Comment 30 Christian Zoz 2006-11-20 11:48:55 UTC
removed checkproc() and killproc() and improved pidof() which is now my_pidof().

my_pidof now does not use 'basename' (in /usr) and gets executable from /proc/*/exe, because /proc/*/cmdline does not always contain the full path.

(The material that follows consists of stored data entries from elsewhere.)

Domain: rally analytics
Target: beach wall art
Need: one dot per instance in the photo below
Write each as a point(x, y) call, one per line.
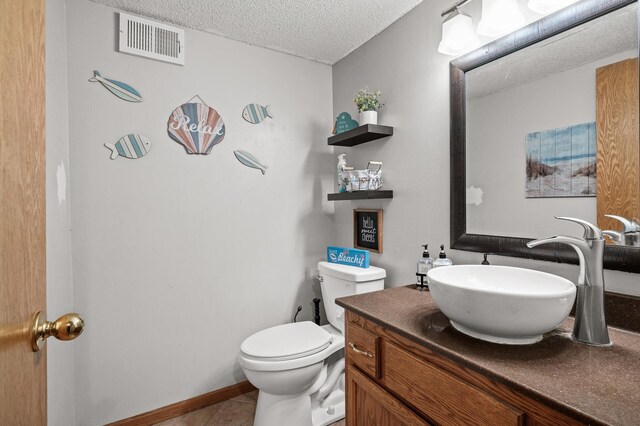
point(561, 162)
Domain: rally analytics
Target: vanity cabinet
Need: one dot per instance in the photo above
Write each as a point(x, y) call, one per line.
point(392, 380)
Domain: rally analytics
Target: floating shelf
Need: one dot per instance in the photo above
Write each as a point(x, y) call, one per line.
point(362, 134)
point(360, 195)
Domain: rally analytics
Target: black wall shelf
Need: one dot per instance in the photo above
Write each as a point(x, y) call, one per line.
point(362, 134)
point(360, 195)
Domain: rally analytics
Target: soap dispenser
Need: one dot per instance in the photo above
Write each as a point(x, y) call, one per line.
point(425, 263)
point(442, 259)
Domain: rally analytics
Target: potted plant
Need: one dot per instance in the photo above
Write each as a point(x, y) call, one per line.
point(368, 103)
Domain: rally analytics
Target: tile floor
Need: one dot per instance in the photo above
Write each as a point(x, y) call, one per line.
point(237, 411)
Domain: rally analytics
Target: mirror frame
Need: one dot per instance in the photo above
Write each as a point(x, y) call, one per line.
point(615, 257)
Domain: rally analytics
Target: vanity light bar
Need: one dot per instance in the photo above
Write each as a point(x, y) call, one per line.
point(499, 17)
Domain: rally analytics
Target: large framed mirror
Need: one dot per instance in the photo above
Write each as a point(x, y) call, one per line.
point(544, 123)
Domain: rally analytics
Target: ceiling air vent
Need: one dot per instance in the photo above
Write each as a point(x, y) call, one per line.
point(142, 37)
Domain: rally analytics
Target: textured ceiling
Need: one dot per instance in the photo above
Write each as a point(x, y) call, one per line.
point(613, 33)
point(321, 30)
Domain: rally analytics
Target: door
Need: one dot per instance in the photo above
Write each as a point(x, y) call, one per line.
point(369, 404)
point(22, 210)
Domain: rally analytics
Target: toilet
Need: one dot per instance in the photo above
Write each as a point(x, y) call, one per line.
point(299, 367)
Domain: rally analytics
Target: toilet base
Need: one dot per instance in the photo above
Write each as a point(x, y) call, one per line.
point(282, 410)
point(326, 414)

Comment 31 Dr. Werner Fink 2006-11-28 14:47:25 UTC
Just to be noted I've a killproc version around which can test the path
of the executable about being part of a NFS. Just have a look into my
export directory for killproc-2.12.tar.gz.  The prgrams killproc and
checkproc/pidofproc now know about the option -N for testing the
specified executable being part of a NFS.  This should also work for
symbolic links used for the executable.
Comment 32 Christian Zoz 2006-11-28 15:08:21 UTC
OK, will try that. But not immediately.
Comment 33 Dr. Werner Fink 2006-12-13 11:17:37 UTC
See bug #224563 ... same problem with pidof and killall5 from sysvinit.
Comment 34 Christian Zoz 2007-07-12 14:27:50 UTC
I never tested this killproc version up to now. But ifup-dhcp does no longer use pidof nor a pidof replacement. It now parses the ifup output. There were other bugs that required to change the parts of ifup-dhcp that used pidof (see bug 282033 and bug 260073).

So this problem may be considered fixed finally.